Regardless of which techniques are used, the goal is the same—to minimize the time spent on feature engineering. According to Kabul, these temporal concerns include trying to “help data scientists save time. Also…computational time too, because resources are important. You don’t want to run those models forever. If you’re running in the cloud, that’s money.”

 Virtual agents

Another automated means of deploying contemporary data science staples like machine learning throughout the enterprise is with bots or virtual agents. The practicalities of this form of automation are applicable to production settings, specifically for ingraining data science into process automation. According to Joe Bellini, COO of One Network, an integral part of going from data scientist sandboxes to deploying their handiwork in operations is “you have the AI machine learning autonomous agents that can run on top so you can execute in real time.” More importantly, virtual agents can effectively democratize the dimensions of AI utilized by the enterprise.

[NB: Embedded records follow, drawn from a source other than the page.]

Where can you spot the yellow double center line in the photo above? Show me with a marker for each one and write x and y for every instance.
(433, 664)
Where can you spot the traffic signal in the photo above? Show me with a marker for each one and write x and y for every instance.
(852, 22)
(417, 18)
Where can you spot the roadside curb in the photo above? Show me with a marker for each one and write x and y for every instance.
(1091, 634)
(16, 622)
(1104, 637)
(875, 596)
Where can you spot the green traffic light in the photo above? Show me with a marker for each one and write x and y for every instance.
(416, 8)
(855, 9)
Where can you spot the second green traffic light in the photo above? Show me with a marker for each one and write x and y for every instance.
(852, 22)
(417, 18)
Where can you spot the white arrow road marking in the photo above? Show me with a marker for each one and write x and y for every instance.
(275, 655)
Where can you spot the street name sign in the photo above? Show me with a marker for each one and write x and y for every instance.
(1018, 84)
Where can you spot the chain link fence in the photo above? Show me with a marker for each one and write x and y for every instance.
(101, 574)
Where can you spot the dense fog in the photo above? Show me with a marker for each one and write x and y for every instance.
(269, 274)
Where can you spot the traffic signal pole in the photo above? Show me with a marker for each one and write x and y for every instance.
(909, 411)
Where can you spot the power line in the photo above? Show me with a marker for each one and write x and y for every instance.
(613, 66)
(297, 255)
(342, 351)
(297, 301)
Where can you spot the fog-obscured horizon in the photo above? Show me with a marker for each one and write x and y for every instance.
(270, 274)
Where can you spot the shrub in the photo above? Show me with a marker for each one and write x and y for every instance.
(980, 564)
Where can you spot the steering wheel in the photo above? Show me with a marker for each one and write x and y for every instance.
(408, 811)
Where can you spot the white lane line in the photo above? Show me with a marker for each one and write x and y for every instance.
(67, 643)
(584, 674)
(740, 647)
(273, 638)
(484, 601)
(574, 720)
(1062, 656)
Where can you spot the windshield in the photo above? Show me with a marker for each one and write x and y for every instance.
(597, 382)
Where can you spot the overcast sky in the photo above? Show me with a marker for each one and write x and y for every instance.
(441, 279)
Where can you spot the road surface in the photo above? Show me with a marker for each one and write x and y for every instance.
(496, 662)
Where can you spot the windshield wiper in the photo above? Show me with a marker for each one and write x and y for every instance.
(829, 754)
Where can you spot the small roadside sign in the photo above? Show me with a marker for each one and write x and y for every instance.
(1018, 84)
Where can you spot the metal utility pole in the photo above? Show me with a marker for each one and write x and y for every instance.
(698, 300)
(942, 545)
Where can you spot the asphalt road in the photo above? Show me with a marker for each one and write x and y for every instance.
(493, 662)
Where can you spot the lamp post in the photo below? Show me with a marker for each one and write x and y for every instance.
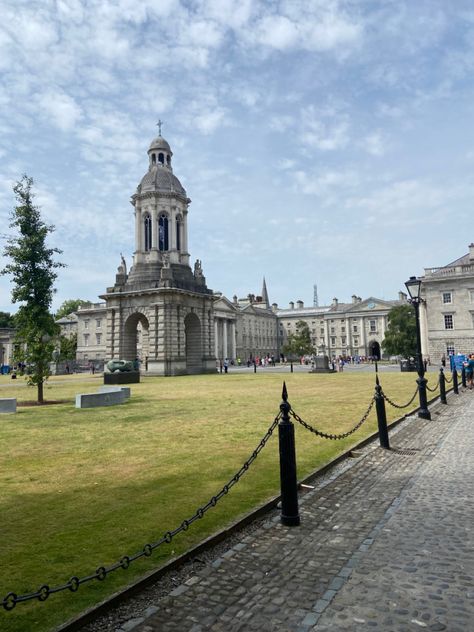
(413, 286)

Whereas most people consider the statistical branch of AI (typified by machine learning) as synonymous with AI itself, the knowledge-based, rules-oriented side of AI is equally vital in verticals like supply chain management. For this use case, virtual agents can “deploy heuristics or deploy the optimizer or the rule-based engine,” Bellini said. “Those are all things people call AI in the market today.” Regardless of which dimension of AI is utilized—statistical or knowledge-based—virtual agents are a credible means of implementing these data science outputs. “Now that you’ve got real-time visibility into the data, there’s a lot of decision opportunities that you just don’t have enough arms and legs [for] on your own,” Bellini added. “So, you program the system to do it.”

 Real progress

Although the talent shortage still exists in data science, developments in automated model building, data engineering, feature engineering, and implementation (via virtual agents) has all but overcome its effects on organizations. These trends ensure that data science is more accessible to a wider range of enterprise users than ever before. “People have to be able to contribute if their skill set does not include a master’s in statistics or in data science,” Schabenberger noted. “This is one important way in which to address the talent gap that we’re seeing in data science. If the business analyst can easily, with access to data, build models, deploy models, and contribute back to the data science team, that is real progress.”

And, it’s possibly an indicator that other enterprise users will soon be able to make the same claim.